As has been said of some American politicians, we are certainly entitled 
to our own opinions, but we are not entitled to our own facts. Your 
assumption that all users of digital modes are QSO machines is simply 
false. I have heard that there are "bad actors" using QSO machines, but 
the vast majority of users of these modes do not. And, frankly, I don't 
care about others cheating for things like this -- I simply take pride 
in what I can accomplish with the available tools. I don't care if 
others are using computers to copy code -- they're the ones missing out 
on the fun of CW. Indeed, our contesting club has close to two dozen 
no-code licensees who have become very good CW ops using their own ears. 
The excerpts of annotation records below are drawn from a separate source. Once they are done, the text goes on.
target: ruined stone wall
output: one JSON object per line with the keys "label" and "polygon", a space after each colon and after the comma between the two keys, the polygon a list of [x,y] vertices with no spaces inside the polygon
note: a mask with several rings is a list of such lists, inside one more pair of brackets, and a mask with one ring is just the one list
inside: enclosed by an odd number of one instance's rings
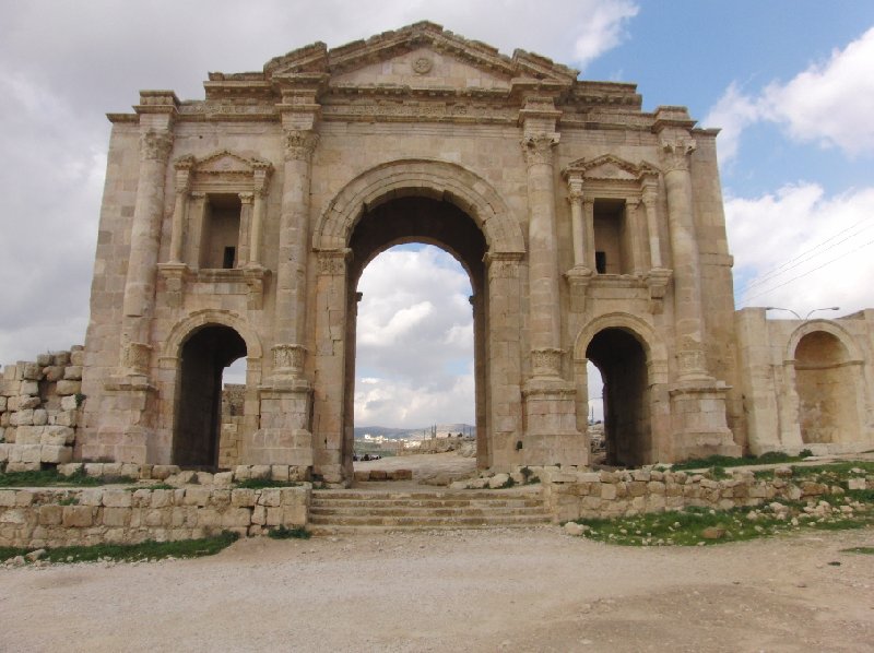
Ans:
{"label": "ruined stone wall", "polygon": [[260,535],[303,526],[310,486],[188,486],[0,490],[0,546],[57,547],[191,539],[233,531]]}
{"label": "ruined stone wall", "polygon": [[752,472],[735,471],[731,478],[714,479],[704,474],[631,470],[580,472],[532,467],[543,482],[546,504],[559,521],[610,518],[701,506],[729,510],[760,506],[773,500],[808,500],[840,495],[848,489],[874,488],[874,476],[860,470],[847,486],[826,485],[813,479],[793,479],[789,467],[773,478],[756,478]]}
{"label": "ruined stone wall", "polygon": [[69,463],[81,420],[83,351],[7,365],[0,380],[0,465],[7,472]]}

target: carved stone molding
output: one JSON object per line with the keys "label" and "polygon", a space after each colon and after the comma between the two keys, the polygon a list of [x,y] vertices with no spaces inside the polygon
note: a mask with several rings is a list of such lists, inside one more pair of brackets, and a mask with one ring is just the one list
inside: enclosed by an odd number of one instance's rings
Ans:
{"label": "carved stone molding", "polygon": [[146,376],[152,347],[145,343],[127,343],[121,354],[121,365],[129,375]]}
{"label": "carved stone molding", "polygon": [[649,286],[649,312],[659,314],[664,310],[664,294],[668,292],[668,284],[673,272],[664,268],[653,268],[647,274],[647,286]]}
{"label": "carved stone molding", "polygon": [[173,134],[149,130],[140,136],[140,156],[143,161],[167,161],[173,149]]}
{"label": "carved stone molding", "polygon": [[557,133],[532,134],[522,139],[522,153],[525,156],[525,164],[531,167],[534,165],[552,165],[553,147],[558,144]]}
{"label": "carved stone molding", "polygon": [[688,135],[663,136],[659,140],[659,145],[661,146],[662,169],[665,173],[689,169],[688,157],[695,152],[695,139]]}
{"label": "carved stone molding", "polygon": [[544,348],[531,351],[531,371],[534,377],[562,376],[562,349]]}
{"label": "carved stone molding", "polygon": [[565,278],[570,285],[570,310],[577,313],[586,311],[586,296],[594,271],[583,265],[575,265],[565,272]]}
{"label": "carved stone molding", "polygon": [[270,348],[273,355],[273,375],[299,377],[304,371],[306,347],[296,344],[275,345]]}
{"label": "carved stone molding", "polygon": [[488,278],[518,278],[522,252],[487,252],[483,261],[488,269]]}
{"label": "carved stone molding", "polygon": [[336,276],[346,273],[346,262],[352,253],[350,249],[324,249],[318,252],[319,274]]}
{"label": "carved stone molding", "polygon": [[309,161],[319,144],[319,134],[308,130],[285,132],[285,159]]}
{"label": "carved stone molding", "polygon": [[185,285],[189,274],[185,263],[158,263],[161,276],[164,277],[165,301],[170,308],[179,308],[185,299]]}

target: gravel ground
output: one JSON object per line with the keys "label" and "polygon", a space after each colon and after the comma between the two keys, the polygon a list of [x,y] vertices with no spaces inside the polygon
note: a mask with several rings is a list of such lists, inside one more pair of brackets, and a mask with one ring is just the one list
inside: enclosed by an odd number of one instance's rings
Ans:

CWOPS, of which I'm a charter member (#69), was organized by NCCC 
members, among them my neighbor K6RB. You probably know about their CW 
tutoring program.

I use K1JT's modes for their intended purpose -- to make QSOs under very 
difficult conditions and with different sorts of propagation. Except for 
DXpeditions, I use them only on 160M to work EU from my QTH in San 
Francisco, and on 6M to work multi-hop E-skip, ionospheric scatter, and 
meteor scatter. FT8, for example, has an advantage of at least 10 dB 
over CW with great ops on both ends. I've heard five CW signals from EU 
in the past seven or eight seasons, and only two of them have heard me. 
Their newer mode, FST4, has an additional advantage of 3-10 dB, 
depending on the TX/RX sequence length.

It pleases me that you've found my work useful.